Union presidents support gig workers’ fight for employee rights
Foodora couriers, Uber drivers fighting for right to unionize
11/08/2019|labour-reporter.com|Last Updated: 11/13/2019
"Gig economy workers have been too vulnerable for too long,” says CUPW national president Jan Simpson. Shutterstock
The presidents of both the Ontario Federation of Labour (OFL) and the Canadian Union of Postal Workers (CUPW) are throwing their support behind Foodora couriers and Uber drivers who are fighting for the right to unionize to improve their working conditions.
The two companies have responsibilities to their workers, says OFL president Chris Buckley.
"The OLRB [Ontario Labour Relations Board] has a responsibility to the workers of Ontario to end the misclassification of gig workers and stop employers from dodging their responsibilities.”
Now is the time for the board to give gig workers their just due as "gig economy workers have been too vulnerable for too long,” says CUPW national president Jan Simpson.

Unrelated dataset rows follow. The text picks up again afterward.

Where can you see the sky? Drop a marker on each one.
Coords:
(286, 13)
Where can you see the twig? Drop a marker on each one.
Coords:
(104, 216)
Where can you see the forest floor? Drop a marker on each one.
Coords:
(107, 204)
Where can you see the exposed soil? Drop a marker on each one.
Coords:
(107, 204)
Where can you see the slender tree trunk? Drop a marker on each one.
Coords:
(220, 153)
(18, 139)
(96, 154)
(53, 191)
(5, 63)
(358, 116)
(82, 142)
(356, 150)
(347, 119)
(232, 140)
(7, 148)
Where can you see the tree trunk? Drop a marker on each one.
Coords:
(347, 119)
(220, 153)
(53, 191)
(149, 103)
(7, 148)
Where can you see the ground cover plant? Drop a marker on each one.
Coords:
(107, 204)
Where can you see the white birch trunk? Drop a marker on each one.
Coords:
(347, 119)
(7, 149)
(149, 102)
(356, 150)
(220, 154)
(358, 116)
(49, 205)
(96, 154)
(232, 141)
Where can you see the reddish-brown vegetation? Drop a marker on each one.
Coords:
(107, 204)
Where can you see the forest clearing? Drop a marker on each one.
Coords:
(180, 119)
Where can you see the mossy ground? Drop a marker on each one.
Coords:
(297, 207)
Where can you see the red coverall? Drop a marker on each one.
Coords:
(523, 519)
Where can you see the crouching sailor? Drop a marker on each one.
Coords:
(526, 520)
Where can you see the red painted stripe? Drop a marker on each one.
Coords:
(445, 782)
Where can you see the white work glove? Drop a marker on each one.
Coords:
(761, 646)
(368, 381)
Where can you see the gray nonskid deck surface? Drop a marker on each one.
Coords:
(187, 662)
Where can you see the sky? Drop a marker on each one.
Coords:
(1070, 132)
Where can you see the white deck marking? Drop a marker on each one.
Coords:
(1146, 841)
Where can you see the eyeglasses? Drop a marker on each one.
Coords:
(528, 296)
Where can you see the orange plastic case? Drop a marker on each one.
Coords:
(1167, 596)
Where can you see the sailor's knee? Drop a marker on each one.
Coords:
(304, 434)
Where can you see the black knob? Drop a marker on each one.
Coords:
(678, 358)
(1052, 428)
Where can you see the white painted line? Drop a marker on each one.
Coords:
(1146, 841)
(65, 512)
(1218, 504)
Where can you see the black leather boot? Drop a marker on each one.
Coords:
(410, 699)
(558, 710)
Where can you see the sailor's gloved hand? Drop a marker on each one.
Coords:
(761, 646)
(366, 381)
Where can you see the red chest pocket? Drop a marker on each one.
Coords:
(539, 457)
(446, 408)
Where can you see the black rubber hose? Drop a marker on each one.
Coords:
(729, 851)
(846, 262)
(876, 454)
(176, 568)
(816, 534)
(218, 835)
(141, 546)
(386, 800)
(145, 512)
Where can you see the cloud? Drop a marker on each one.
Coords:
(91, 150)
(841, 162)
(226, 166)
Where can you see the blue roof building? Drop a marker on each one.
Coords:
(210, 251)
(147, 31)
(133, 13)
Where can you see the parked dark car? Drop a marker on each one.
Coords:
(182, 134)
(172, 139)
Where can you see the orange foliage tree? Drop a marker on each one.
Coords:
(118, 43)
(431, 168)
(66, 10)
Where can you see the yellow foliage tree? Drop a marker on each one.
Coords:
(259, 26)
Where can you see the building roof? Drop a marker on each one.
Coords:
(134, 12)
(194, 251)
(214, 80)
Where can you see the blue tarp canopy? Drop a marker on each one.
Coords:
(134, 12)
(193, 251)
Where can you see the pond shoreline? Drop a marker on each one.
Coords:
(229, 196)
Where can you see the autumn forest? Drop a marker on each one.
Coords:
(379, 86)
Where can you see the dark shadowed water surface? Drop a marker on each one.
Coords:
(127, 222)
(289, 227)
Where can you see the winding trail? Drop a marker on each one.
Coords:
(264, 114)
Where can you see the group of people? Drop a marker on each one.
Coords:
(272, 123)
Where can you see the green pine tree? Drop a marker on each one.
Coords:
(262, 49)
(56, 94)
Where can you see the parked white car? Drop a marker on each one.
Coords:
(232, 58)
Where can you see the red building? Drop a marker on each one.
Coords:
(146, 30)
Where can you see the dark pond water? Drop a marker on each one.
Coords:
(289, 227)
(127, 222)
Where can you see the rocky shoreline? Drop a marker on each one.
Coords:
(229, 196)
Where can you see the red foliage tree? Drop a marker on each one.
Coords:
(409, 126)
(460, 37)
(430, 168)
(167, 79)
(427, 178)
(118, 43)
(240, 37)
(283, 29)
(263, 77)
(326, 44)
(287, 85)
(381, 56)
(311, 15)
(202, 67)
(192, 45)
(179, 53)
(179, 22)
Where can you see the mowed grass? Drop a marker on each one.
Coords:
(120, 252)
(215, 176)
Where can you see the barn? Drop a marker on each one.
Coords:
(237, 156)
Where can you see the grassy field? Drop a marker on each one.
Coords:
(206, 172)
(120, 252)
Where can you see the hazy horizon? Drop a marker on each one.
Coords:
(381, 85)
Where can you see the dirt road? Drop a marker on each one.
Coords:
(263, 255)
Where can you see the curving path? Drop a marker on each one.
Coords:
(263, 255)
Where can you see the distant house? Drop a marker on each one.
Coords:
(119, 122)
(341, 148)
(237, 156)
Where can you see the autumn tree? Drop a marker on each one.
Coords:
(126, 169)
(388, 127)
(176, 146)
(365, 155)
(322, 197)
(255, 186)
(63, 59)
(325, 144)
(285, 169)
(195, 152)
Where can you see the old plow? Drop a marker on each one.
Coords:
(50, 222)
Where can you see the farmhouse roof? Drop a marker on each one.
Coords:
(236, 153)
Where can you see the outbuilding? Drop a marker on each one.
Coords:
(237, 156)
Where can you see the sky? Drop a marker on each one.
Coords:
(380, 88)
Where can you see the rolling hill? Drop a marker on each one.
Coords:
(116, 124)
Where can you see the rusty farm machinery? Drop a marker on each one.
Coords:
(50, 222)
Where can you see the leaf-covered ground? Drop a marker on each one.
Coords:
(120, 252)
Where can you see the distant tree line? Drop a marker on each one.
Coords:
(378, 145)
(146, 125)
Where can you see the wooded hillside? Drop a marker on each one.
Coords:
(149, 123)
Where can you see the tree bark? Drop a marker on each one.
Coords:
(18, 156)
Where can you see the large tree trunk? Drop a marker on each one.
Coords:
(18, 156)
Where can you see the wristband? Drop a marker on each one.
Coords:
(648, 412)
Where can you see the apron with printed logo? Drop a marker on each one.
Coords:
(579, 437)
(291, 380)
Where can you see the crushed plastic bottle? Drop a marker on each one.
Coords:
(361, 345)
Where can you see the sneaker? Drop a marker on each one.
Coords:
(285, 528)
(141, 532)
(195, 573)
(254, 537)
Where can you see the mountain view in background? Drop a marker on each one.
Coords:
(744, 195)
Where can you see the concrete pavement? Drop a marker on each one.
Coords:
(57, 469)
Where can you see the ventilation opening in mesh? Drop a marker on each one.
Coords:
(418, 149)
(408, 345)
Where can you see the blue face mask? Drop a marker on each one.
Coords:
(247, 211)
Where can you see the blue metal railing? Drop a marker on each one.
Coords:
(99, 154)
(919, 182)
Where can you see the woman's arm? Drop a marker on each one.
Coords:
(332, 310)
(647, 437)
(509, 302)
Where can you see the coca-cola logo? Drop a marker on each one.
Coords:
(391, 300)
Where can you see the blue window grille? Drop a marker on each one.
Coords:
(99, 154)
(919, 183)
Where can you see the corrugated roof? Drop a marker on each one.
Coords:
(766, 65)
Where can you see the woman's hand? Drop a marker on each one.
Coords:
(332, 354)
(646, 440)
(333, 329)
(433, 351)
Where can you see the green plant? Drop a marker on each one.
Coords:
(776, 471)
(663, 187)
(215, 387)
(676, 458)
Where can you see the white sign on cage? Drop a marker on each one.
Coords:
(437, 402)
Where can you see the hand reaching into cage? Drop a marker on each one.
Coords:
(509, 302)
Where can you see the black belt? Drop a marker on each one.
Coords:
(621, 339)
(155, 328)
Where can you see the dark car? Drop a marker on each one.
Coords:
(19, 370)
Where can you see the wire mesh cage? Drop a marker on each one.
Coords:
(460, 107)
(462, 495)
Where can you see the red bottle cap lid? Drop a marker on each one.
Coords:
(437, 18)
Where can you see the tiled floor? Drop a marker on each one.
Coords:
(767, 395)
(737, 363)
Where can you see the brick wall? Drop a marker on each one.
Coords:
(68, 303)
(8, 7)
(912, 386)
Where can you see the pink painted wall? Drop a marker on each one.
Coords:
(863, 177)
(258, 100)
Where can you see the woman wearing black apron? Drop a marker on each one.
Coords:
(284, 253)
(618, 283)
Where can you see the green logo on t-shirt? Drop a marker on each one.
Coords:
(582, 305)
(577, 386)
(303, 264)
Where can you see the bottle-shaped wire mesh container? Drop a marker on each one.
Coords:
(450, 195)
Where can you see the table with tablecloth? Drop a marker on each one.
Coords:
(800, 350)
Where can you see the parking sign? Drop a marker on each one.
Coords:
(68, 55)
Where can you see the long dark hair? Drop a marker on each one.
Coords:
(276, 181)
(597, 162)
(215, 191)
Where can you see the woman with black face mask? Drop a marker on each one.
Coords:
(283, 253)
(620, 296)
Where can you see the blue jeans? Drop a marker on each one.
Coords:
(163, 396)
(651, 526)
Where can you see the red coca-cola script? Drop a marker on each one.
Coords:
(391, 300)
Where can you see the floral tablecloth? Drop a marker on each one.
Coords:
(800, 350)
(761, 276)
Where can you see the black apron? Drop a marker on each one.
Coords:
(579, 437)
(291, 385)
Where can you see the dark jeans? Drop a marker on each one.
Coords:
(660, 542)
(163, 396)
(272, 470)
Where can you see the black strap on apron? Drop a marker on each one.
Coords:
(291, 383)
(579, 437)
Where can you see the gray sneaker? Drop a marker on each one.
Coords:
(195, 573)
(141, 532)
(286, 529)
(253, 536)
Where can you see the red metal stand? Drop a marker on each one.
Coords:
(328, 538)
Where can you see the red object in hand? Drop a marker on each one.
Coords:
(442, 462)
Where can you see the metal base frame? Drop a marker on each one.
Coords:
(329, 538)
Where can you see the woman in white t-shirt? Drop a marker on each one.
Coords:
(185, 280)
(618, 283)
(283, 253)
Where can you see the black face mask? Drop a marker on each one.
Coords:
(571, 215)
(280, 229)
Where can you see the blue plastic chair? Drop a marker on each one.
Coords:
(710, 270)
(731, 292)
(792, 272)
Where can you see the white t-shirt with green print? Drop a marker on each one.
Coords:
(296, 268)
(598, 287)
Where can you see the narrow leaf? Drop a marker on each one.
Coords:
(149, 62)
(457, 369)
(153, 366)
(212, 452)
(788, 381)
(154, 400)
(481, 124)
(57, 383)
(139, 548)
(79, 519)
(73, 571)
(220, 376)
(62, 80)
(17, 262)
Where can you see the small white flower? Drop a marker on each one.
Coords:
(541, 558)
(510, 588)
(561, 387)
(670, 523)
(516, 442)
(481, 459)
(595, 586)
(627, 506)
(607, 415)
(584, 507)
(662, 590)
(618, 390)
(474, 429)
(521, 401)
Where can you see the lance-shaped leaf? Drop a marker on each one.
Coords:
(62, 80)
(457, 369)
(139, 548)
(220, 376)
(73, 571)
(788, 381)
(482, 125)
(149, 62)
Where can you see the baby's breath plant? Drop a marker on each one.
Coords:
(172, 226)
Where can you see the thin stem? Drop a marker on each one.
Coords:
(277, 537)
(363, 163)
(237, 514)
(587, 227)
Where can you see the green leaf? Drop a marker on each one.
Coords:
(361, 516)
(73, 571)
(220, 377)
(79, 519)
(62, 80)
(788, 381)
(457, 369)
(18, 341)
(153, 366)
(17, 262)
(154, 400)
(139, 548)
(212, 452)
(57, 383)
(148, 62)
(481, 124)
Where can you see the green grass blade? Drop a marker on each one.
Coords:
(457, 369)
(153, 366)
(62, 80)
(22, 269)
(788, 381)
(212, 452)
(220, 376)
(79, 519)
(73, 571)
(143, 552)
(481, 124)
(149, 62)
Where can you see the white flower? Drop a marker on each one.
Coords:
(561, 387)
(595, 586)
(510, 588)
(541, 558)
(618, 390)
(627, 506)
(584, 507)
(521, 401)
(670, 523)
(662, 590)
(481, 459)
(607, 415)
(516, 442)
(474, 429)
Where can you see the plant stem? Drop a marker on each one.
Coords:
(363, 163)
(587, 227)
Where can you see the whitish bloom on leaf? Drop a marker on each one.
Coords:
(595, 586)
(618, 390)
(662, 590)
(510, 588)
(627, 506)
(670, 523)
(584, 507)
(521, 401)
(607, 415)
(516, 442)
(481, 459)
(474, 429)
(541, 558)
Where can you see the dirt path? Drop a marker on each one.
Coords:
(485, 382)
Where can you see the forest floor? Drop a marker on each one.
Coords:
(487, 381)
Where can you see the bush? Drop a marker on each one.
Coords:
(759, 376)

"The board has the opportunity to make things right and set a precedent for gig workers around the world. It's time to put worker rights first.”
Toronto-based couriers hoping to become the first app-based workforce in the country are facing Foodora representatives at the OLRB. The Supreme Court heard the opening arguments in an appeal relating to whether Uber can require drivers to lodge employment disputes through mandatory arbitration in the Netherlands, a process that will cost drivers around US$14,500.
Foodora couriers announced their plans to unionize with the CUPW in May, and CUPW filed for union certification with the OLRB in July. While a vote was held in August, says results remain sealed as contested issues are now being discussed with the board, said the union.
Uber drivers also announced their plan to unionize in June, but they have not filed an application for certification with the board.